To Paulus, Rima said, “Get her out of the water now. The baroness—where is she?—and I will get her out of that nightdress and dry her and wrap her in blankets. After that she must get dressed and walk until she is completely awake. That may take hours. We will take turns, Paul and me first, then you and Herr Christopher, Herr Colonel Baron. Do not let her go back to sleep. And, Paul, get rid of the sleeping powders immediately.”
“At your orders, Miss,” Paulus said. Rima smiled at him, a small polite smile. He said, “If ever I need resuscitation, my dear, I will call on you, if I may.”
Hilde appeared, bearing teapot, sugar bowl, milk pitcher, and cup and saucer on a silver tray. The china was paper-thin, with blue Chinese scenes painted on it. Rima’s mother had had dishes very much like these. Rima, kneeling by the tub, held Lori’s head above the water. “Wake up, Lori!” she said over and over. “Stay awake!”
Lori’s large gray eyes stared at her with hatred, then closed. Rima shouted at her, “Open your eyes at once!” Lori lifted a hand to strike this impertinent stranger, but her muscles would not obey her and her arm fell helplessly into the water.
“Baroness, please help me,” Rima said. Hilde looked for a place to set down her tray. Paul took it from her.
To the men Rima said, “Out, please, gentlemen.”
When the women emerged from the bathroom, Lori was dressed in slacks, a turtleneck sweater, a headscarf, and stout shoes. She staggered as she walked. By turns her eyes were empty or suspicious or burning with anger, as if controlled by a switch. Her jaw was slack. She still breathed through her mouth. Despite her elegant clothes she was a shocking sight to Paul. He had
never before seen his mother when she was not in complete control of herself and everything around her.
Paul said, “Does she need a jacket?”
“You’re not taking her outside?” Hilde said. “It’s dark, it’s damp. Her hair is wet. It is dangerous to her health. This is a sick woman.”
“The moon is out,” Rima said. “The night is warm. Breathing fresh air will be good for her.”

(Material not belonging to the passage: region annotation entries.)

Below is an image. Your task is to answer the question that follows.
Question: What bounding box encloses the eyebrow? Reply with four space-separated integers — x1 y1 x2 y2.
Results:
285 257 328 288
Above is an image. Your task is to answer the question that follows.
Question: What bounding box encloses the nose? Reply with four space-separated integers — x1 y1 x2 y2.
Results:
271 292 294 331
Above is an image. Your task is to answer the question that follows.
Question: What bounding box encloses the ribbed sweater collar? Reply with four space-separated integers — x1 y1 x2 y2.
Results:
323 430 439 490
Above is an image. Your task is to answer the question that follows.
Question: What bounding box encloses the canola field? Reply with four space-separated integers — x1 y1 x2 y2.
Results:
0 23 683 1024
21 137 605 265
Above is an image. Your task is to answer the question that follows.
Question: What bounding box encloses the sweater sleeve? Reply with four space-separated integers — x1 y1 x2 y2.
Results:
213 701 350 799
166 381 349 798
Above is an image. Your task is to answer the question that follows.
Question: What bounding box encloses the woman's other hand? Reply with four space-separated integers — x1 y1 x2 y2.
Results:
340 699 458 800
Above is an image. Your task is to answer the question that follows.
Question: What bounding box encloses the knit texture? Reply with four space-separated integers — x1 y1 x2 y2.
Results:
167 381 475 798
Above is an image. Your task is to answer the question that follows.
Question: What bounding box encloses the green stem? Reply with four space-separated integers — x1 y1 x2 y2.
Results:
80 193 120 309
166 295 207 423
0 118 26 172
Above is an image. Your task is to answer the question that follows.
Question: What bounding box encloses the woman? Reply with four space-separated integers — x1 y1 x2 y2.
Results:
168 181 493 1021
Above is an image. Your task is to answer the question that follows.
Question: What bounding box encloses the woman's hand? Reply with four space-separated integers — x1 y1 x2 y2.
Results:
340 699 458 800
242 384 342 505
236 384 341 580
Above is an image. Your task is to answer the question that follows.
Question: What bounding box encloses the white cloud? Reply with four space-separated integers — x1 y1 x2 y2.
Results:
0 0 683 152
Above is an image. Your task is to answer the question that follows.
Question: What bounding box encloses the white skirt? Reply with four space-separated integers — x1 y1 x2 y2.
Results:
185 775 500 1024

Hilde said, “You don’t know our sea air, young lady. Nor is the moon a healthy influence.”
Hilde had taken enough orders from this impertinent stranger who was hardly more than a child. The tea that Hilde had made for Lori had gone cold while she carried out one incomprehensible instruction after another. Now Lori would have nothing on her stomach. She needed something hot to drink. She needed a doctor.
Paulus said, “The girl is right. Lori needs fresh air. Exercise!”
“How do you know she’s right?” Hilde said. “We don’t even know who she is.”
Paulus lifted his eyebrows. Did Hilde think that Rima was deaf? However, Rima, her arm around Lori as if she had known her for years, seemed unaffected by what had just been said about her. She waited for a decision, her eyes on Paulus.
Paulus said, “She’s been right about everything else so far. Also, she is a guest in this house and she is a friend of Paul’s.”